6話 僕のいる地獄より僕のいない天国をつくれ
ツグネの本格的な物語開幕です。
俺はツグネ普通の高校生だった。“やり直し”ができる事をのぞいて。そしてある日、世界がゾンビだらけになった友達数人と逃げていたが死んだ。この事態になる前に色々物資や食料継続的に得られるエネルギーを…。
俺はやり直し地点を自由に決められる。数日のやり直しなら俺以外の人も対象に選べば記憶を保持出来る。
しかし、数ヶ月単位のやり直しでみんなの記憶は無くなっていた。俺は数ヶ月後の災難の為に準備した。ゾンビ騒動でしばらく生きていけた。やり直しのおかげだ。そこでタフナと出会い二人で生き延びてきた。タフナには目眩しの様な能力があった。それを使ってこの世界で足りない物を集めていた。発電機の部品や鉄。足りない食料。でも、どうしても足りない物があった。人手だ。もっと言うと特殊な“何か”を持った生き残れる能力のある人間だ。俺達はある日ある人に出会った。そいつは何処にどんな奴が居るか知っている人だった。俺達が日本に上陸した謎の巨大建造物からある雫を盗めば能力のある人の場所を教えてくれると言われた。俺は何回でもやり直しができる。勿論受け入れた。目をつむらされ気づいたら知らない場所に居た。色々調べたら謎の巨大建造物の上っぽいのだ。そこで俺達は探しに探した。そう探死に探死た。何回もそして見つけて奪った。途中、犬みたいに瓦礫を駆け抜けてきた人間…まぁバケモンみたいな奴とも戦ったと言うか逃げたの方が正しいか…。そしてセカンドオーダーが“来た”そいつは謎の巨大建造物“周回移動都市”を半壊させた。
俺達は抗った。
諦めた。
勝てなかった。
しばらくして仲間が増えたダールというらしい。俺達3人は半壊した周回移動都市で市民権無く隠れて生きてきた。3人で鍋を囲って野良の羊の様なにかを食べた。楽しかった。思い出したくも無い楽しい思い出が…思い出したら悲しくなってしまう。でもある時を境にダールお前は決まってたみたいに言ったよな。罪を贖う時が来たってセカンドオーダーを止めるってお前が俺のやり直しの能力知らないのに何言ってんのかと思ったよ。もう数年前に過ぎた事だろって。でも、お前元神様だったもんな…最初は嘘だと思ったよまぁ今も嘘だと思ってるけどさ、それが本当だったらそうだよな。
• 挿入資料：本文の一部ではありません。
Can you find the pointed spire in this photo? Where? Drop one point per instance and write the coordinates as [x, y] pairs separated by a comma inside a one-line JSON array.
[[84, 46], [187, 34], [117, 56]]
それぐらい分かるよな。でも俺も何回も何回も何回もやり直したんだ。セカンドオーダーを止められなかった手も足も出なかった。この世界でチカラの無いダール、お前が居てもセカンドオーダーは止められないだからもう余生を楽しく生きよう。お前は言っても聞かなかったな。ただ俺の目を見て言ったよな真っ直ぐに言った。
「人間も、“君”も救われるべきなんだ。」
何言ってんだコイツと思ったよ。確かにまぁさ、いきなりゾンビみたいになる世界でしんどかったけど。お前とタフナが居ればどんな時も楽しかった。ずっとやり直しも使わずに暮らせてきた。半壊した周回移動都市でもいいのに。俺は怒鳴ったお前が犠牲にならなくても!もう良い充分だ!こんな事でこんな何処ぞの誰かのウイルスに負ける世界なら、そんな事で滅ぶ世界なら滅べばいいって。でもお前は真っ直ぐ目を見て言った、逸らしたくなる目で。
「僕のいる地獄より僕のいない天国をつくれ。」
お前はお前の全てを代償にしひとつの答えを示した。一粒の水滴を俺に飲ませてから数日後に朝食を食べた後お前は崩れて汚く消えた。その後何回もやり直したがダールお前はもう何処にもいなかった。その水滴を飲んでから1日が過ぎた頃、俺の耳元で誰かが囁いた。
「サキミネを探せ」と。
あぁアイツはこの一言の為に…
「も、戻った…」
あぁ…終わってしまった。
「ツグネさん…もう僕頭爆発しそうですよ…」
「とりあえず起きた事を説明してくれついでに今の地点は門番に出会う少し前だな?まぁ確認だ。」
あぁ泣きそうだ。ダメだ。タフナには見せられないそんな顔。タフナはもう何も知らないダールの事も。3人で過ごしたこの数年間も。このやり直しで俺以外記憶が残らないってのは何と無くわかっていた。今回のやり直しは時間が経ち過ぎて居たから俺以外の記憶は残らない。あぁ…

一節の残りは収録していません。